Gemeinderat kritisiert Personalplan der Verwaltung

 Eine leistungsfähige Verwaltung und dass Bürgeranfragen rasch beantwortet werden: Das wollen die Eichenauer und auch der Gemeinderat. 

Eichenau –Dennoch regte sich im Gremium im Rahmen der Haushaltsberatungen heftiger Widerstand gegenüber Personalaufstockungen. Rein rechnerisch schlug die Verwaltung 4,5 Stellen und eine Erzieherin mehr vor.

„Personalpolitik durch die Hintertür des Haushalts“, warfen weite Teile der CSU und die Freien Wähler der Verwaltung und Bürgermeister Peter Münster (FDP) vor. Bei den Stellen handelt es sich um einen IT-Fachmann, einen Beauftragten für Informationssicherheit, zwei halbe Stellen für Erzieherinnen und weitere drei halbe Stellen in Umweltamt und Bauhof. FW-Fraktionssprecher Bernd Heilmeier nahm die Kritik sogar zum Anlass, zusätzlich das mittelfristige Finanzkonzept vollkommen in Frage zu stellen.

Allerdings verwies Münster darauf, bereits im Juni die Personalvorstellungen der Verwaltung dargelegt zu haben. Die Fraktionen von SPD und Grünen konnten sich ebenso daran erinnern wie an eine kürzlich abgehaltene Runde der Fraktionssprecher. „Es wurde alles klar thematisiert“, sagte auch Rike Schiele (Grüne). Ein wenig ruderten die Freien Wähler zurück, doch Claus Guttenthaler merkte an: „Das Thema wurde aber zurückgestellt.“ Ohne genauen Stellenplan könne man den Haushalt nicht beschließen.

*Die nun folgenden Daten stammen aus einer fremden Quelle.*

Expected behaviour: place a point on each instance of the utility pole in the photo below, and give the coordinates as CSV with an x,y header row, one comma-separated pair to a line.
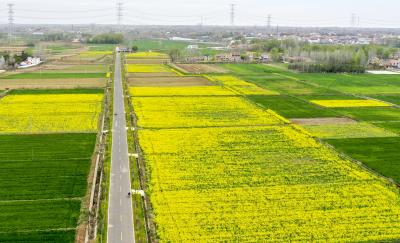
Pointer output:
x,y
232,13
277,32
269,18
10,21
353,20
120,15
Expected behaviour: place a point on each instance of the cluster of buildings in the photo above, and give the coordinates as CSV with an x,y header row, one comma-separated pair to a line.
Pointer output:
x,y
30,62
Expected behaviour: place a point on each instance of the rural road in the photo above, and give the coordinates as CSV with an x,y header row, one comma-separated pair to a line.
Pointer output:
x,y
120,213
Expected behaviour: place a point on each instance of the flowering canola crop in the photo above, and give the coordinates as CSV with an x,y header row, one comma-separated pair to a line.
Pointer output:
x,y
147,55
350,103
50,113
223,170
147,68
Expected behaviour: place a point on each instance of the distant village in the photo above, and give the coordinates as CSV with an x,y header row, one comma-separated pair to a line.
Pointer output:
x,y
236,52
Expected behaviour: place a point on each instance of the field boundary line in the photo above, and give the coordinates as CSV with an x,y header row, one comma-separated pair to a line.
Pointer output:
x,y
43,200
46,230
91,227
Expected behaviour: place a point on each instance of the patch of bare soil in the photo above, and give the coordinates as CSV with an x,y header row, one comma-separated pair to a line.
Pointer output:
x,y
201,68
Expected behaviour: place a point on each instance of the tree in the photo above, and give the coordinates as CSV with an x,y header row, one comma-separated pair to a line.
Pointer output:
x,y
175,54
275,55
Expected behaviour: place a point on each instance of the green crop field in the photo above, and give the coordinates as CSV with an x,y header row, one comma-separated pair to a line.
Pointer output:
x,y
392,98
38,75
391,126
43,179
380,154
291,107
373,141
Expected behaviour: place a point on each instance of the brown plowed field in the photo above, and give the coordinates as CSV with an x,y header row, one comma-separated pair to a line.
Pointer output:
x,y
52,83
201,68
147,61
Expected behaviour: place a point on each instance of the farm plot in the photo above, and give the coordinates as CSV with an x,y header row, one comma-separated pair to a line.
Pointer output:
x,y
147,68
285,85
151,75
380,154
241,86
94,68
394,99
39,75
52,83
356,84
180,91
147,55
147,61
241,184
169,112
221,169
169,82
43,179
350,103
323,121
390,126
353,130
292,107
371,113
201,68
43,113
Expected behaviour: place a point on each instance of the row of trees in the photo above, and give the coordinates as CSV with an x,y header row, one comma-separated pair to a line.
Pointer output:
x,y
8,60
307,57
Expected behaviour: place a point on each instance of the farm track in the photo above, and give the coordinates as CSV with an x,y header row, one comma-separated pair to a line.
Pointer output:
x,y
120,212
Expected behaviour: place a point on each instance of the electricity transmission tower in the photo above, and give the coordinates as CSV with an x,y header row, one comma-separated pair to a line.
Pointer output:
x,y
269,18
353,20
120,14
10,21
232,13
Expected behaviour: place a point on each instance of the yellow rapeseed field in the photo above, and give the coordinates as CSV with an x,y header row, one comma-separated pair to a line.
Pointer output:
x,y
223,170
241,86
147,68
95,53
50,113
350,103
147,55
167,112
239,184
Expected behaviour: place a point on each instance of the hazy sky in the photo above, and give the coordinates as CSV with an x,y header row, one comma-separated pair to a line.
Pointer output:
x,y
370,13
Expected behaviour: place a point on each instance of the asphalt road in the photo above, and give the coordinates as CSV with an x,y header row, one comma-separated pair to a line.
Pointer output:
x,y
120,213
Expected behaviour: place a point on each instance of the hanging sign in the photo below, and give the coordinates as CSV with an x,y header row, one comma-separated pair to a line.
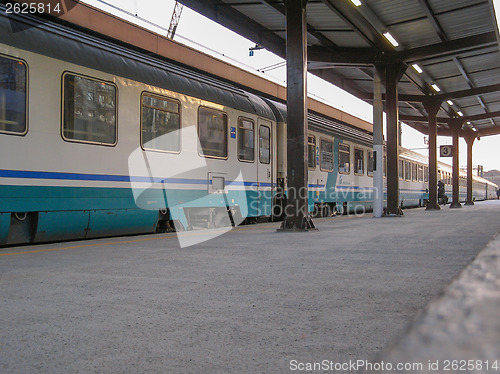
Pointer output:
x,y
446,151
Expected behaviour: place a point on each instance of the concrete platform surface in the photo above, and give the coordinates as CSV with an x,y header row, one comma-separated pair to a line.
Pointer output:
x,y
250,301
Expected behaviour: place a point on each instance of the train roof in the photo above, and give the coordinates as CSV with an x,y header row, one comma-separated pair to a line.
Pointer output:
x,y
67,44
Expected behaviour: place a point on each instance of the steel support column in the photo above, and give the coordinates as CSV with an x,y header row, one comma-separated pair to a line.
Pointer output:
x,y
393,73
378,145
455,127
297,213
432,108
469,139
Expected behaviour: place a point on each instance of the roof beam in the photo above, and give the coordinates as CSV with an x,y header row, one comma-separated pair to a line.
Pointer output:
x,y
449,47
433,19
350,15
239,23
489,131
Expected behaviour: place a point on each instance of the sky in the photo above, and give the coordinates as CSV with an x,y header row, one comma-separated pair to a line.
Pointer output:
x,y
209,37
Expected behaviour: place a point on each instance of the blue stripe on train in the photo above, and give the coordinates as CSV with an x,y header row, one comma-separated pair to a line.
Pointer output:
x,y
26,174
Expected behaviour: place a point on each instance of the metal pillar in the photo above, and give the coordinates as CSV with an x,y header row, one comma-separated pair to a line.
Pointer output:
x,y
297,213
393,73
470,142
456,126
378,145
432,108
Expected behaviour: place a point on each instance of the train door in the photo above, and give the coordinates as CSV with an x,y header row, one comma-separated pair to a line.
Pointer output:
x,y
265,167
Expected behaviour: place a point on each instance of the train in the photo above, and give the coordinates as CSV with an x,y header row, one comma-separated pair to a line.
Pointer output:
x,y
99,139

Thomas Barenthin (Grüne) sah darin kein Problem. Man könne die Mittel für das Personal ja in den Haushalt einstellen. „Und wenn der abgelehnt wird, werden Beträge für andere Maßnahmen frei.“

Letztendlich gelang es Münster, die Debatte zu beruhigen. Eine Entscheidung über den Haushalt falle sowieso erst Ende Januar 2018. Nähere Informationen zu den beantragten Stellen bis zur Gemeinderatssitzung am 19. Dezember nachzuliefern werde schwierig. (hk)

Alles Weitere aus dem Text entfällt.